” “Quotidiani e periodici” “


La questione mediorientale continua a trovare ampio spazio tra i principali quotidiani internazionali, impegnati soprattutto ad interrogarsi sulle reali prospettive di pace in Terra Santa e sui possibili esiti di una conferenza internazionale di pace. L’amministrazione Bush, si legge sull’Herald Tribune (3/6), “continua a ritardare e ad essere incerta sulla sua strategia, piuttosto che cogliere un fragile momento di opportunità (…). E così, retrocedendo e dilazionando il suo proposito di una conferenza regionale, procede con ‘micro-missioni’ tese più a gestire che a risolvere il conflitto. Come l’amministrazione dovrebbe aver imparato all’inizio di quest’anno, una tale timidezza provoca soltanto disastri”. Gli Stati Uniti, è il parere del quotidiano americano, dovrebbero invece “trovare il modo di impegnarsi per una soluzione che coinvolga i due Stati e che si basi ampiamente sugli accordi dello scorso anno, accompagnati nello stesso tempo da un processo che inizi con le riforme e le elezioni palestinesi e che garantisca una nuova sicurezza”. Il processo di pace, si legge ancora nel commento dell’Herald Tribune, richiede anche che Bush induca Sharon “a retrocedere dal suo rifiuto perfino a contemplare l’eventualità di un accordo finale o di discutere proposte come la sovranità palestinese o l’abbandono degli insediamenti ebraici”.
Per porre fine al conflitto israelo-palestinese, la soluzione militare è “insufficiente”: parola di Bernard-Henry Lévy, che su Le Monde del 4/6 suggerisce agli israeliani “la soluzione della pace. La soluzione di coloro che, malgrado il fiume di sangue che li separa, ogni giorno un po’ di più, dai loro interlocutori palestinesi, sono pronti a ricominciare tutto, a ripartire in qualche modo da zero e a riprendere il cammino di pellegrini della negoziazione, del dialogo, del riavvicinamento a piccoli passi”.

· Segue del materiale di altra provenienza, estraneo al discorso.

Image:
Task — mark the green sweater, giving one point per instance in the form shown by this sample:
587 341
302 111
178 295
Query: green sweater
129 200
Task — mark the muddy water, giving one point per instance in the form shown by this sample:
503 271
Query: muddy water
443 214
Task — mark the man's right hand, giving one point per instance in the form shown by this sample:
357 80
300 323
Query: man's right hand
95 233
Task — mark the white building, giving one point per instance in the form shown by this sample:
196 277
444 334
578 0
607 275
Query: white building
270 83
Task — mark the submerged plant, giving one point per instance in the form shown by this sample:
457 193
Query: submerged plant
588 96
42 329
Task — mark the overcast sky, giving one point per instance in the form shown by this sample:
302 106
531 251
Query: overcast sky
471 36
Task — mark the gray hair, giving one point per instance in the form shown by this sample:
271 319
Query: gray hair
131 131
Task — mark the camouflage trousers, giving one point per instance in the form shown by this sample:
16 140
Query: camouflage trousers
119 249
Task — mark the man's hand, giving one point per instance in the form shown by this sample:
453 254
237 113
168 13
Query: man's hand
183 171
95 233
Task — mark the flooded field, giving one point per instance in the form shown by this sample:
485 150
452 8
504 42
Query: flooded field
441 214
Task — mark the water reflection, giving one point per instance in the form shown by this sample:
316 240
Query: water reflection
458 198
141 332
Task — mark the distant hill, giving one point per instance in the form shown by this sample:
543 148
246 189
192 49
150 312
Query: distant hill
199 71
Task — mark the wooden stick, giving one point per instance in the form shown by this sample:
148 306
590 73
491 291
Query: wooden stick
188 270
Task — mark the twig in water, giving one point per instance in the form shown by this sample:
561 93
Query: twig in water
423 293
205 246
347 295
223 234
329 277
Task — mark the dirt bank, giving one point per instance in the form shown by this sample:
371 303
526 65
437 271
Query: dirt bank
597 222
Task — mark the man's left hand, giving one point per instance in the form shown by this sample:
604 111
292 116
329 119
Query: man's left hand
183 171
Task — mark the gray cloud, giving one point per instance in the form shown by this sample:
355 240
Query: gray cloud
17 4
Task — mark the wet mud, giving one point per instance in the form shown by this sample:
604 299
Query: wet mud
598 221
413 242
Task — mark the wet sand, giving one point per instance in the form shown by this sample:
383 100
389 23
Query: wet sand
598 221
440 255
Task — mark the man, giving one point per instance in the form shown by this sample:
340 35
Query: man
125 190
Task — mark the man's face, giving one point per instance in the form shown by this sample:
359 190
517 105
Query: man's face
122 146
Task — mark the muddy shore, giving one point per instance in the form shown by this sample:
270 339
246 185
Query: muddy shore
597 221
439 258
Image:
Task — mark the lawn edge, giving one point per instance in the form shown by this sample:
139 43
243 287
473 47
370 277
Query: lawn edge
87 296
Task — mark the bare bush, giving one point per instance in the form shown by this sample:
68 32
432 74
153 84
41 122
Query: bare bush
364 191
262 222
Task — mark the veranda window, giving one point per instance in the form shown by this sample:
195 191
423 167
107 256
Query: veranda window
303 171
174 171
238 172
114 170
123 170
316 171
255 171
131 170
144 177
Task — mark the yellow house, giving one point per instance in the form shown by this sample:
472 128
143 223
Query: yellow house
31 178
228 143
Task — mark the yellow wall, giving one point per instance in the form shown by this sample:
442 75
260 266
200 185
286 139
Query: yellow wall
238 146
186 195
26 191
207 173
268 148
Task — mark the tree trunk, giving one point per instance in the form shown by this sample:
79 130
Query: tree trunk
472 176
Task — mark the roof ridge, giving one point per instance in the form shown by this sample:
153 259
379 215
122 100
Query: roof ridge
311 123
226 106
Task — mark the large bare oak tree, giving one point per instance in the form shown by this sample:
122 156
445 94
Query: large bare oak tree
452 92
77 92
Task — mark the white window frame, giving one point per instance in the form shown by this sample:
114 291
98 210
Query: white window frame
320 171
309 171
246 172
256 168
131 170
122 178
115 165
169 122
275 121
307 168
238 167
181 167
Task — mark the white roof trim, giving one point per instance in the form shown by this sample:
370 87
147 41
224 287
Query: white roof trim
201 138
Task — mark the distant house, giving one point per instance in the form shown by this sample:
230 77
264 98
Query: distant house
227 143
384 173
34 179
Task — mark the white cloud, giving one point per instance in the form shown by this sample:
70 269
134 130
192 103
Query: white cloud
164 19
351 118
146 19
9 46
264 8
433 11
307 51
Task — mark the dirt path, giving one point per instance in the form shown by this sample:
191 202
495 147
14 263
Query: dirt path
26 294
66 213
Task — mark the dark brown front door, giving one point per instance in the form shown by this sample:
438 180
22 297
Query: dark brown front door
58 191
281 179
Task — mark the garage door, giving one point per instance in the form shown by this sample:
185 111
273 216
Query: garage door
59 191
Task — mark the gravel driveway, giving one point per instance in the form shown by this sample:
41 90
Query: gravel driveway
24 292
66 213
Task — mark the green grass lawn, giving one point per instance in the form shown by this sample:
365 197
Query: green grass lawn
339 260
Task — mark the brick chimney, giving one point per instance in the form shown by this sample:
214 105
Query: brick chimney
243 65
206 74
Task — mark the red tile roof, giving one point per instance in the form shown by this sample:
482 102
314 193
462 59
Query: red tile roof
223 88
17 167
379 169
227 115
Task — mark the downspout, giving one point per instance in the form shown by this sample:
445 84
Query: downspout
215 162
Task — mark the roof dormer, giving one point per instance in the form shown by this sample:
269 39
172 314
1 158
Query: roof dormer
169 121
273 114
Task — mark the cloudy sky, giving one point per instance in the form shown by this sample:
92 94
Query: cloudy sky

Un vasto dibattito sul risorgente antisemitismo occupa la stampa tedesca di questi giorni. Sulla Frankfurter Allgemeine Zeitung (FAZ) del 4/6, Michael Hanfeld riferisce di uno studio presentato dalla sede di Berlino dell’American Jewish Committee (Comitato Ebraico Americano), che accusa la stampa tedesca di antisemitismo sulla base di un’analisi degli articoli su Israele di diverse testate. Tuttavia la stessa “parzialità addebitata ai commentatori “, sostiene Hanfeld, “anima gli autori dello studio. Nessuno dei corrispondenti e commentatori citati sfugge alla loro critica distruttiva”. Riguardo alle accuse di antisemitismo mosse a Jürgen Möllemann, vice presidente del partito liberal-democratico tedesco FDP per una recente dichiarazione sugli eventi in Israele, Ulrich Raulff sulla Süddeutsche Zeitung del 3/6 osserva: “Ci sono limiti alla discussione” sull’antisemitismo, rispettarli è “una questione di morale individuale. Tuttavia è un errore”, prosegue, “credere a chi dice che è utile e buono parlare di tutto. La ‘importante discussione’ sull’antisemitismo”, conclude Raulff, “è la bugia di chi vuole far circolare qualcosa di indecente”.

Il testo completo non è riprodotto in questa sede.